Optimized conditions for an in vitro micronucleus (MN) test procedure were defined using a chamber slide that enabled the preparation of fine specimens without undergoing complicating procedures using culture dishes. The issues investigated are 1) the effect of slide materials on the adhesion of cells, 2) the number of seeding cells necessary to obtain an adequate number of cells for observation and 3) effects of hypotonic treatment and fixation on the cytoplasmic: nuclear area ratio. In addition, we determined cell viability in each chamber using the 3-(4,5-dimethylthiazol-2-yl)-2,5-diphenyl tetrazolium bromide (MTT) assay. The results of the investigation were as follows: 1) cell adhesion was best using plastic slides, 2) the optimum number of cells for seeding was 6.6×10³ cells/cm², 3) the best condition for hypotonic treatment was incubation in 75 mM KCl at 37°C for 5 min, and 4) the best condition for fixation was treatment of cells twice for about 2 min in icecold methanol containing 6% acetic acid. Finally, the result of the MTT assay correlated with the number of viable cells in chamber as determined by the trypan blue dye exclusion assay.

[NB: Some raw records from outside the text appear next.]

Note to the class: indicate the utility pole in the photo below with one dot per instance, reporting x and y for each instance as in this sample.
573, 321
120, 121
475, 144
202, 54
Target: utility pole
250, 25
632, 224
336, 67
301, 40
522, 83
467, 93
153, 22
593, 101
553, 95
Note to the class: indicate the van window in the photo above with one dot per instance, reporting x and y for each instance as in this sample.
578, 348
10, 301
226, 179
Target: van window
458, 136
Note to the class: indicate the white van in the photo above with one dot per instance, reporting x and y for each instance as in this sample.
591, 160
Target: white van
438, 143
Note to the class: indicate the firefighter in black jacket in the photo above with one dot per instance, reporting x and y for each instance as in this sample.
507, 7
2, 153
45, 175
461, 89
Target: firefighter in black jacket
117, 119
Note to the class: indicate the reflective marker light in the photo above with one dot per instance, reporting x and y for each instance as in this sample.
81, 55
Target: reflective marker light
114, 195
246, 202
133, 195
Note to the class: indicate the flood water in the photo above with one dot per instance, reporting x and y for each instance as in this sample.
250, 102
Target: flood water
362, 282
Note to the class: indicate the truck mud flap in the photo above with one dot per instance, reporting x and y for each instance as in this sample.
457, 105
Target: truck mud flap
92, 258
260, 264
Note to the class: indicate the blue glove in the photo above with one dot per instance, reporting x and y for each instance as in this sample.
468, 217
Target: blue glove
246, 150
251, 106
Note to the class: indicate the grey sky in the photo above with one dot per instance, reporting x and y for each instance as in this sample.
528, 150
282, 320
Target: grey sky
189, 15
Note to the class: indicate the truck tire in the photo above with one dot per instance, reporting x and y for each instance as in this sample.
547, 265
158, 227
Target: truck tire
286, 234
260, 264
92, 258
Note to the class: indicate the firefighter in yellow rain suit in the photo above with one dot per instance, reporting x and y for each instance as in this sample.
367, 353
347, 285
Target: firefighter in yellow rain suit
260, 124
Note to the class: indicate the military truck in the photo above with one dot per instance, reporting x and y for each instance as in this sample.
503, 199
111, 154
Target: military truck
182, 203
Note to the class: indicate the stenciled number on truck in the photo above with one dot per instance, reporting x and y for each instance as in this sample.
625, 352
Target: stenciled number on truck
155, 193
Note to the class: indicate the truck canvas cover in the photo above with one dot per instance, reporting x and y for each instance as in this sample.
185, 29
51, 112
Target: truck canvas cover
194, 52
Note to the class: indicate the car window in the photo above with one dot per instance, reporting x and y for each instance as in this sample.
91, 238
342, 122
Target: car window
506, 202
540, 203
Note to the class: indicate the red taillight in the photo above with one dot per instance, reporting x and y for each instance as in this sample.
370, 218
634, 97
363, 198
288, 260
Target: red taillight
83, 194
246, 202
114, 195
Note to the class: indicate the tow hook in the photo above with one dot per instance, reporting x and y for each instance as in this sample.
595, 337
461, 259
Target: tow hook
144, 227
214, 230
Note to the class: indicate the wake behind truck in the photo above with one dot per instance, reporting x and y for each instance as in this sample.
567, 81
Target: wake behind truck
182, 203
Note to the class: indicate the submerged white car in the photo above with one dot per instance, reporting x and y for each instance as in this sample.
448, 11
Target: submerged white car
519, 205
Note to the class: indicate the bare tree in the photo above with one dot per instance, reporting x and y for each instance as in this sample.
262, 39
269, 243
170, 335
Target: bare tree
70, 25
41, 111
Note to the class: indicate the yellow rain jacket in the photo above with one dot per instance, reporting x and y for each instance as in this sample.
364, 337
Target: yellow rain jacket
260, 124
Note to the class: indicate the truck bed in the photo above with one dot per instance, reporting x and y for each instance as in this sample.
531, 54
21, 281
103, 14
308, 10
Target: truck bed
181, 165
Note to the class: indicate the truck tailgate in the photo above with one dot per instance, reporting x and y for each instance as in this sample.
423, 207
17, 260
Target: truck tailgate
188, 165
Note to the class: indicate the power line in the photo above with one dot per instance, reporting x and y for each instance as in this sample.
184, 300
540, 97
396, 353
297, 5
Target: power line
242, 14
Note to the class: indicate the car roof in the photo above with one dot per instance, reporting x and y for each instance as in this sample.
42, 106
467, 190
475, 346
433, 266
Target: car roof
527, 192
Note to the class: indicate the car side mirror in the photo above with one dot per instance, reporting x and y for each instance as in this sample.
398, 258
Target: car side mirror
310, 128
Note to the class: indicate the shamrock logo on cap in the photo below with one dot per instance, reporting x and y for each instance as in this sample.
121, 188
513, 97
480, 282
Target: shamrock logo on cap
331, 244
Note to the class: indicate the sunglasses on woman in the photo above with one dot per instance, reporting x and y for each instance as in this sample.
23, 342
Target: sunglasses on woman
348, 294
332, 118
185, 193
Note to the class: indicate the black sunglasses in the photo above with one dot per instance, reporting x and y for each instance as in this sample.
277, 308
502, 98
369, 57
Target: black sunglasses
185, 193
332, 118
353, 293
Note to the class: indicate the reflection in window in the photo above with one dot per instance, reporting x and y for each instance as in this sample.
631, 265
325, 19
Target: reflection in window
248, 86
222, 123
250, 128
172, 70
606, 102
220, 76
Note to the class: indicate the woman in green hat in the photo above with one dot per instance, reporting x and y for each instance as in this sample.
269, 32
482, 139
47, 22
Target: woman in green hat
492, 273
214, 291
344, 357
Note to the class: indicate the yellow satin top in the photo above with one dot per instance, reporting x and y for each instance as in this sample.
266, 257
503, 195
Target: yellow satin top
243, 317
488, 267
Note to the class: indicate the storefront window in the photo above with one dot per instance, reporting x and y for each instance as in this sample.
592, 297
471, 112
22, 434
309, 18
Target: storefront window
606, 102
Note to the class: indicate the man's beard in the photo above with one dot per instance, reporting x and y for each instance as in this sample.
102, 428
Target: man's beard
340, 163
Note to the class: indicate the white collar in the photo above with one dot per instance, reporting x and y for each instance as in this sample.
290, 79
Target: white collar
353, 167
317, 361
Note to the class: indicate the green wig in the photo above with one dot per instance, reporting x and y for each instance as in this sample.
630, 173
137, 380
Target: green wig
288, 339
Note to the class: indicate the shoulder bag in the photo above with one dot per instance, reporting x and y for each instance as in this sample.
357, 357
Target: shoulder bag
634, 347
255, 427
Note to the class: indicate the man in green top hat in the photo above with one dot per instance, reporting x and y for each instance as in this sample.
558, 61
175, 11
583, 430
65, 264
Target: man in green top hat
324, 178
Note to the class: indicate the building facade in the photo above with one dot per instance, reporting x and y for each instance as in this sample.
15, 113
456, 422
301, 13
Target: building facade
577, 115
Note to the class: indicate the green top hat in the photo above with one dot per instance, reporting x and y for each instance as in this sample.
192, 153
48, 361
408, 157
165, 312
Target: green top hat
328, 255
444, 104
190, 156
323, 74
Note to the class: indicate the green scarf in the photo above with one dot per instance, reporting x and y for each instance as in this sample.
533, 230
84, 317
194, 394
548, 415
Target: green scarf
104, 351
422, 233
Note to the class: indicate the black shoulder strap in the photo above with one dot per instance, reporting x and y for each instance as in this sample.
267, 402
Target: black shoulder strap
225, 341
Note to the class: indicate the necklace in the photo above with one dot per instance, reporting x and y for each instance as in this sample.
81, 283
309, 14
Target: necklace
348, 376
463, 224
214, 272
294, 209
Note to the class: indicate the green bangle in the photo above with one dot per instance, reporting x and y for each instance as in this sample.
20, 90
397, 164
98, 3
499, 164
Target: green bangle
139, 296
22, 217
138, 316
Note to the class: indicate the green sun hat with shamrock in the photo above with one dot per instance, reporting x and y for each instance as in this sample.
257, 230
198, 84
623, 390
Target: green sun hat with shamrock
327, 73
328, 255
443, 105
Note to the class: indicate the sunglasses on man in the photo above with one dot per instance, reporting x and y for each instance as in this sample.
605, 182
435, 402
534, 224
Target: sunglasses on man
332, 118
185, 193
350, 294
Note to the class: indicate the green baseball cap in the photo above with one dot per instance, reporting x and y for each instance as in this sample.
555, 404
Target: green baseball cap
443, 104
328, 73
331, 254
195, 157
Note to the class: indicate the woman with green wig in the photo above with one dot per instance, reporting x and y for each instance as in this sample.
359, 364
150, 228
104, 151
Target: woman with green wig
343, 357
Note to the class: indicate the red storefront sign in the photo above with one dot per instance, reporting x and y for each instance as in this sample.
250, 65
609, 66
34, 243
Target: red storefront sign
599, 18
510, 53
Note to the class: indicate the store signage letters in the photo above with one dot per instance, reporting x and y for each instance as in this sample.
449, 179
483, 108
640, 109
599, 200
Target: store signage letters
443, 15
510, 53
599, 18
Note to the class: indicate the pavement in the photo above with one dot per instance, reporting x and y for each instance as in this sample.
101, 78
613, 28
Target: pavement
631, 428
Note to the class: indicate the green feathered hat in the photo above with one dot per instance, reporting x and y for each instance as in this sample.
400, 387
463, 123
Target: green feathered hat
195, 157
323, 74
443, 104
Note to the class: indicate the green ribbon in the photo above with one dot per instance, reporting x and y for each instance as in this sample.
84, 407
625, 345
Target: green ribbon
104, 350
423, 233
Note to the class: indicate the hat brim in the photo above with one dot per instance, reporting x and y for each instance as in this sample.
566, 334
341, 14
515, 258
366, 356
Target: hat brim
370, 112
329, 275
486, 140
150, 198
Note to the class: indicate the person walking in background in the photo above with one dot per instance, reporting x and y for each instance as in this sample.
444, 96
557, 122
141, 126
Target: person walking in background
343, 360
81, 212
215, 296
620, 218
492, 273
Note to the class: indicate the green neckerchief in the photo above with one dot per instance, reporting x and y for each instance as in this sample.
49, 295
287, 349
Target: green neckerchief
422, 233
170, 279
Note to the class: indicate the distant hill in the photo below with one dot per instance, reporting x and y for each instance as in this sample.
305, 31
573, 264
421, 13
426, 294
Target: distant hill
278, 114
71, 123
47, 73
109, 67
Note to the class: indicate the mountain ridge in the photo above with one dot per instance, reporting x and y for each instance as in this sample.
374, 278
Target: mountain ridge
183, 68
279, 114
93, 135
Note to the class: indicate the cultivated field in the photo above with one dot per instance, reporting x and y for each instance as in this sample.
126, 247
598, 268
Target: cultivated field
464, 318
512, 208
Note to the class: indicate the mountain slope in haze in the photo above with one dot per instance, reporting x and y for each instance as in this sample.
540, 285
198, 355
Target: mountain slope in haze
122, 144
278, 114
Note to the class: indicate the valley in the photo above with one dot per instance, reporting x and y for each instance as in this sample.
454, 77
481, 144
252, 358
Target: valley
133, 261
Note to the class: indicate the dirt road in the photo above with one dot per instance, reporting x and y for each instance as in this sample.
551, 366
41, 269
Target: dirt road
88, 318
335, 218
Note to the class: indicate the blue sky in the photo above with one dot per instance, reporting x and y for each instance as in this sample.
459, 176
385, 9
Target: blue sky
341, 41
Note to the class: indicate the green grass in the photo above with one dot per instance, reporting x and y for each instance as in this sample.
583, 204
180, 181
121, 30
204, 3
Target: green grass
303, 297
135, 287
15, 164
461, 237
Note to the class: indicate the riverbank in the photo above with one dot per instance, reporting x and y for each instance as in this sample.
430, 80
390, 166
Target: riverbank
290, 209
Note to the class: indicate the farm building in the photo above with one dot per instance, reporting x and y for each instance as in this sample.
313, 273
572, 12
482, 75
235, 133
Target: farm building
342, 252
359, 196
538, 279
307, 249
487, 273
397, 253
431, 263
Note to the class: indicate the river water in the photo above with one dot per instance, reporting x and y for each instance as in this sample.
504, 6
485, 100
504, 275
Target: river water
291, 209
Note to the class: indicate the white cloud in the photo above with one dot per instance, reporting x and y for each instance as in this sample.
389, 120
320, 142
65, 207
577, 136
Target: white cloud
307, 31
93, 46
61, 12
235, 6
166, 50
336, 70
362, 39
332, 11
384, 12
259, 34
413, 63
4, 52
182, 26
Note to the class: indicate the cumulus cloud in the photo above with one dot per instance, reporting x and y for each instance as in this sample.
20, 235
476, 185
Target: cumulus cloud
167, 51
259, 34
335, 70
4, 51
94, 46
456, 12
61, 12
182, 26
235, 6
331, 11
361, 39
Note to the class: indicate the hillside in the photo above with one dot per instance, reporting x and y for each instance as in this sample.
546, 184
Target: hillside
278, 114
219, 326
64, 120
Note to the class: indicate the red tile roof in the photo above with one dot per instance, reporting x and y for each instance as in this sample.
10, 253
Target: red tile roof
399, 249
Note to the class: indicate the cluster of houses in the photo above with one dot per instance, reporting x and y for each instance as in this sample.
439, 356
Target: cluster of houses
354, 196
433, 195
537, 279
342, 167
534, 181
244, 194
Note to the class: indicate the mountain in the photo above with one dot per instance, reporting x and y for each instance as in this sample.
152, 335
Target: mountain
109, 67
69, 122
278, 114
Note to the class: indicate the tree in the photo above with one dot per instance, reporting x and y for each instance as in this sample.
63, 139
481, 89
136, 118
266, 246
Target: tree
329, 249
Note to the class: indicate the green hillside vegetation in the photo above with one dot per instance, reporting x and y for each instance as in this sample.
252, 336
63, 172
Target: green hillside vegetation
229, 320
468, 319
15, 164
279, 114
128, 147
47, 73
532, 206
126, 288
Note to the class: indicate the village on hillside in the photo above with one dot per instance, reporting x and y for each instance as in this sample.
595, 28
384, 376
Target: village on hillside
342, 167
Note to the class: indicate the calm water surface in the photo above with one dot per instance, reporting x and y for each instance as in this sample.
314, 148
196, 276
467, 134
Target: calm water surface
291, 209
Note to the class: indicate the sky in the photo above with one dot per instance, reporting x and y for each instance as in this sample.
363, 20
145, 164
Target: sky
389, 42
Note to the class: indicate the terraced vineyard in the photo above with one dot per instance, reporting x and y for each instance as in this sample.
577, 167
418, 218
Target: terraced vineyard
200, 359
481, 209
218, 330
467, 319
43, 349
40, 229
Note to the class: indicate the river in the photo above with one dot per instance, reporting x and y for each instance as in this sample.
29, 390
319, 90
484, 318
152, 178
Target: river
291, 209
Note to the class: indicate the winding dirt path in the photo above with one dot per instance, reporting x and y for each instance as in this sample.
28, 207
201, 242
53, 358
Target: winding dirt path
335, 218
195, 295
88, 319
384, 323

An in vitro MN test was conducted under these conditions using the known clastogens, Mitomycin C and dimethylnitrosamine. These clastogens dose-dependently induced a significant increase in the number of micronucleated cells with positive responses at concentrations approximately 10 times lower than those of the chromosomal aberration test. On the other hand, the frequency of micronucleated cells in the solvent control was stable and low (0.4-1.7%). These results indicated that the in vitro MN test has a high level of sensitivity to clastogens.
It was concluded that the in vitro MN test using chamber slides is a rapid, simple and sensitive method to detect clastogens.